Morgan Stanley skorygował prognozy dla Polski
Bank Morgan Stanley oczekuje słabszego wyniku PKB dla Polski za 2013 r. w wys. 1,3 proc. rdr i silniejszego w 2014 r. na poziomie 3 proc. Uprzednia prognoza wynosiła odpowiednio 1,5 proc. oraz 2,7 proc. Autorzy komentarza zauważają, iż inflacja po raz ostatni była problemem dla polskiej gospodarki w latach 2008-09, gdy wyjazdy z Polski spowodowały usztywnienie rynku pracy.
"Gospodarka weszła w 2013 r. w gorszej kondycji niż zakładaliśmy. Przeglądy stanu gospodarki i dane z początku br. wskazują na stabilizację, ale ogólny odczyt za br. będzie dość niski jak na polskie standardy" - stwierdził bank w środowym komentarzu.
Morgan Stanley odnotowuje zarazem rządowe działania mające na celu pobudzenie gospodarki: ustanowienie "wehikułu inwestycyjnego" Polskie Inwestycje Rozwojowe (PIR) oraz nowe wytyczne KNF dla banków w polityce kredytowej. Pozytywny wpływ, choć wystąpi on z pewnym opóźnieniem, będą miały także redukcje stóp procentowych.

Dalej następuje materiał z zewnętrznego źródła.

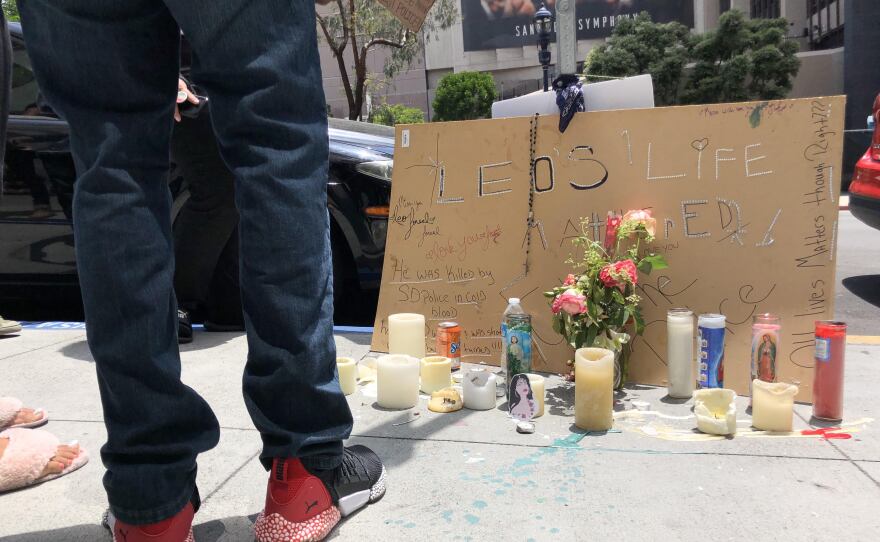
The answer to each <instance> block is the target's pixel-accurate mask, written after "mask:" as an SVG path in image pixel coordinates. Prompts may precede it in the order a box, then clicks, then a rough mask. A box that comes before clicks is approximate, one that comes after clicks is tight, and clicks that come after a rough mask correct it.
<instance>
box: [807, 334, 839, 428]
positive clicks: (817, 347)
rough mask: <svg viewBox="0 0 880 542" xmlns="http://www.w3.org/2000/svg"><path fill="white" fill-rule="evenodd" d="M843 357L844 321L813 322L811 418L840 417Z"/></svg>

"Nie widzimy żadnych strukturalnych przeszkód ożywienia z chwilą poprawy zewnętrznego otoczenia dla polskiej gospodarki" - napisali analitycy.
Morgan Stanley obniżył też prognozę średniorocznej inflacji dla Polski za lata 2013-14 odpowiednio do 1,4 proc. oraz 1,8 proc. z 2,3 proc. i 2,0 proc. uprzednio (NBP przewiduje 1,6 proc. w obu latach - PAP).
Autorzy komentarza zauważają, iż inflacja po raz ostatni była problemem dla polskiej gospodarki w latach 2008-09, gdy wyjazdy z Polski spowodowały usztywnienie rynku pracy.
Analitycy MS ze zdziwieniem przyjęli marcowej obniżce stóp procentowych o 50 pb i zauważyli, że cięcie na taką skalę zwykle zwiastuje początek cyklu redukcji, a nie tak - jak w tym przypadku - jego zakończenie, ale tłumaczy to trudnościami wyłonienia konsensusu w Radzie.
Autorzy raportu nie spodziewają się zmiany stóp oprocentowania (główna po pięciu obniżkach z rzędu wynosi 3,25 proc.) do końca 2013 r. W drugiej połowie 2014 r. przewidują zwyżki stóp procentowych łącznie o 50 pb.